Methos turned to him looking puzzled. “And why would I do a runner, may I ask?”

“Because you flee like a rat on a sinking ship at the first sign of trouble. But going now, especially by sneaking away, will only make you look guilty. Only an idiot would hide the money in their tent, there are plenty of better places to stash it down here. Like under a rock. They'll have to ask all of us to turn out our pockets when they don't find it. When that comes up empty too, they can't accuse you or anyone else without proof. Especially when the victim is giving you an alibi for his attack. But disappearing suspiciously will change everything. Just wait it out, man. I don't want them accusing you of something you didn't do.”

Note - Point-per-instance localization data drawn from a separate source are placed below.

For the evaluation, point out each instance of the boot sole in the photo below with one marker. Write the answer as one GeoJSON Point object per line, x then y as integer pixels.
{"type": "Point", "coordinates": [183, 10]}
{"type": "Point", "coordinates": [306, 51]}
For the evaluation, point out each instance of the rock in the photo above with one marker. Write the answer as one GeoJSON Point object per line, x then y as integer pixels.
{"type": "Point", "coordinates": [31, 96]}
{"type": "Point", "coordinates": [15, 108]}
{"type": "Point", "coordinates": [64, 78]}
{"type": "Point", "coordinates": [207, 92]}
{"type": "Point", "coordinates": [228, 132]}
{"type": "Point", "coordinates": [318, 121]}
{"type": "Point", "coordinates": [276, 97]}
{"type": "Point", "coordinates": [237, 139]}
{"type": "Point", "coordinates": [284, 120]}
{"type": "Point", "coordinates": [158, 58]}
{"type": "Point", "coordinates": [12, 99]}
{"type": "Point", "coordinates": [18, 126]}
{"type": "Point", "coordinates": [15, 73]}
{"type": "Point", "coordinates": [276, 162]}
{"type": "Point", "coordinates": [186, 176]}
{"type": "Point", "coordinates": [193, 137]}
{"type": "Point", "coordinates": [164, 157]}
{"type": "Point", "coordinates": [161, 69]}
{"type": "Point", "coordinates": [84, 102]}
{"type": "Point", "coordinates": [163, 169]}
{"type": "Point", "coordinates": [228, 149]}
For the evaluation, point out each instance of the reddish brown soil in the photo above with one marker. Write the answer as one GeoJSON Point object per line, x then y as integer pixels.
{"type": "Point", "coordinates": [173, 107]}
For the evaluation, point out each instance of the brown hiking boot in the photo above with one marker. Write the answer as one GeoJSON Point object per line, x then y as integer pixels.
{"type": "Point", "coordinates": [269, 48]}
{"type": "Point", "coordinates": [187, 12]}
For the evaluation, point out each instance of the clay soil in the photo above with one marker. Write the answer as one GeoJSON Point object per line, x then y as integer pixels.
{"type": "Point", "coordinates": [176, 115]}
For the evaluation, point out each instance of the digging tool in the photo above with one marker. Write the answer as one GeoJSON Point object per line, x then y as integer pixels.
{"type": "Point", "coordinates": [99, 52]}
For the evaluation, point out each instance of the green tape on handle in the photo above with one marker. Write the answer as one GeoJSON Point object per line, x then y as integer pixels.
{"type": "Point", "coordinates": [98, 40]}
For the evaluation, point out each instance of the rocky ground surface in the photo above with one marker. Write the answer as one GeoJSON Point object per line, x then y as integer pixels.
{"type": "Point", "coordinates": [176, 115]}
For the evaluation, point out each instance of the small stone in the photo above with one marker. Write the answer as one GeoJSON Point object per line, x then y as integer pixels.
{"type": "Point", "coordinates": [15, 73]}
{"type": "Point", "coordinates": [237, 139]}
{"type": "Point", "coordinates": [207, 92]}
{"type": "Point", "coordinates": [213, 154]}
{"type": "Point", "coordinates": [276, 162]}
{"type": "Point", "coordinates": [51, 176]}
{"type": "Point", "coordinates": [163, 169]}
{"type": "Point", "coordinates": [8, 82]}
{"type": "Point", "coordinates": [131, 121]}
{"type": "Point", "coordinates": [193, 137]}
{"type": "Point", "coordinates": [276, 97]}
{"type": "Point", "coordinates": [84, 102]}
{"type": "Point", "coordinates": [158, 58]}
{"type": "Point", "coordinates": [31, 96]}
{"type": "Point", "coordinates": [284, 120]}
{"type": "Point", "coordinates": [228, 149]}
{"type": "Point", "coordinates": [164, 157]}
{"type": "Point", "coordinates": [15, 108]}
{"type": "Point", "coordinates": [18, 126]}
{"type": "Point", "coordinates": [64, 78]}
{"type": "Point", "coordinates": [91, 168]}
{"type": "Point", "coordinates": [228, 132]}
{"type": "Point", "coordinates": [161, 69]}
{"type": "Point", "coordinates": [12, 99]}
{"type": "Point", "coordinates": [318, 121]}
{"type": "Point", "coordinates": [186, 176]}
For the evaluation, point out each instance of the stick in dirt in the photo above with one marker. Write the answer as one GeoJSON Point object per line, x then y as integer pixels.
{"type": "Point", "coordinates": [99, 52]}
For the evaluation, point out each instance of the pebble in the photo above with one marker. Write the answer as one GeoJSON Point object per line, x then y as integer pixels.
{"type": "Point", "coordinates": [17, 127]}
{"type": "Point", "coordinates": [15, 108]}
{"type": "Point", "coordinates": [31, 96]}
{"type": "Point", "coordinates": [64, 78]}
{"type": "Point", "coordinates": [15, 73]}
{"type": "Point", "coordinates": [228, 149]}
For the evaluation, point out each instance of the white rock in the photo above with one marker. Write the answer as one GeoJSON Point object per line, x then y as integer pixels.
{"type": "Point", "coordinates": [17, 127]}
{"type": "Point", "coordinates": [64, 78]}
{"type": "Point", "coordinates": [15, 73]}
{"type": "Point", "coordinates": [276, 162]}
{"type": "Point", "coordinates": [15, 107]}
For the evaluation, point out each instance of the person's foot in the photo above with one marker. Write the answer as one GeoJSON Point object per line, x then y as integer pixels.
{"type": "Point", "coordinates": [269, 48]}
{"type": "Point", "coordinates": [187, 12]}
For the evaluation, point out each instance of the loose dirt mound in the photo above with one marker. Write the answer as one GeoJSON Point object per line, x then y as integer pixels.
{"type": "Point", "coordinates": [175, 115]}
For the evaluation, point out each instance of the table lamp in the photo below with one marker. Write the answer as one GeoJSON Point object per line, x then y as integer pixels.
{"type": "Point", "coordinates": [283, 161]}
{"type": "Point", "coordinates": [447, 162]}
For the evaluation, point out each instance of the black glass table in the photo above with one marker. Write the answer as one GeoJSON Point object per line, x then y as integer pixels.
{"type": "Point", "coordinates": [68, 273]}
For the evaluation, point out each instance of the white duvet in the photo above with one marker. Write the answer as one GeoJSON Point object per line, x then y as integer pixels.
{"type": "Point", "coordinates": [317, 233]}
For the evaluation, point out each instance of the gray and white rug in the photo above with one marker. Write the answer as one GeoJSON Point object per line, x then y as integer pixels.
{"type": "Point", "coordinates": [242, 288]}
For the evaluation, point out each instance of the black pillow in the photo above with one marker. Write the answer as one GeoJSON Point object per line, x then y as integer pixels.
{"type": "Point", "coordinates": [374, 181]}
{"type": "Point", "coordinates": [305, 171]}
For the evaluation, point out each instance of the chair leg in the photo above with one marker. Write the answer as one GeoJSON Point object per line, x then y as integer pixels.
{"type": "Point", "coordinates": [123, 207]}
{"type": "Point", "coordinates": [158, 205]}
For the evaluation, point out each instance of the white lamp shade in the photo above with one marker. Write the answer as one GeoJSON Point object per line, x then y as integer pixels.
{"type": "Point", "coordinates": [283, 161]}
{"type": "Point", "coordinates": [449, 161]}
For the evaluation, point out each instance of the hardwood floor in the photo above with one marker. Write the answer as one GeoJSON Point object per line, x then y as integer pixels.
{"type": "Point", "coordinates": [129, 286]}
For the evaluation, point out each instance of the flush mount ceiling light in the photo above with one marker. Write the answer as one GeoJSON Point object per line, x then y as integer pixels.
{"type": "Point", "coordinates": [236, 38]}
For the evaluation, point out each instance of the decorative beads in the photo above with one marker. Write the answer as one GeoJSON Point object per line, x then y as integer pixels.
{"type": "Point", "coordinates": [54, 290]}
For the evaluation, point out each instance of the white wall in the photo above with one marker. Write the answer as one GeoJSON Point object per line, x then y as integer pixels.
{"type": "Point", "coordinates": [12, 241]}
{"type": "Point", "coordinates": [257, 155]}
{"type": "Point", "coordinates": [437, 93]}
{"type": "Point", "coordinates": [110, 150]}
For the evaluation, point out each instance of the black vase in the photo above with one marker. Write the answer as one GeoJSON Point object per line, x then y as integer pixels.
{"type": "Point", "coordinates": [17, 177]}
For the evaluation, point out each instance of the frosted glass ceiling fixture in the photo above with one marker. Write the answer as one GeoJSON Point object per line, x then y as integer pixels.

Methos sat silently through Joe's hurried pleading. He didn't match Joe's worried look though, if anything Methos looked amused by it.

“And if they don't believe Wyatt, it would be better they render me guilty in my absence than to my face. Proving my innocence doesn't concern me.”

“What about justice?”

Methos was outright smiling now as he said, “You'll be wanting MacLeod for that.”

Joe swore under his breath before saying, “And if this attacker strikes again?”

“Unlikely. If they implicate me after I am gone, it will clear my name if they assault another and could potentially give themselves away when doing so.”

“Unless their goal is to drive people out of the cave.”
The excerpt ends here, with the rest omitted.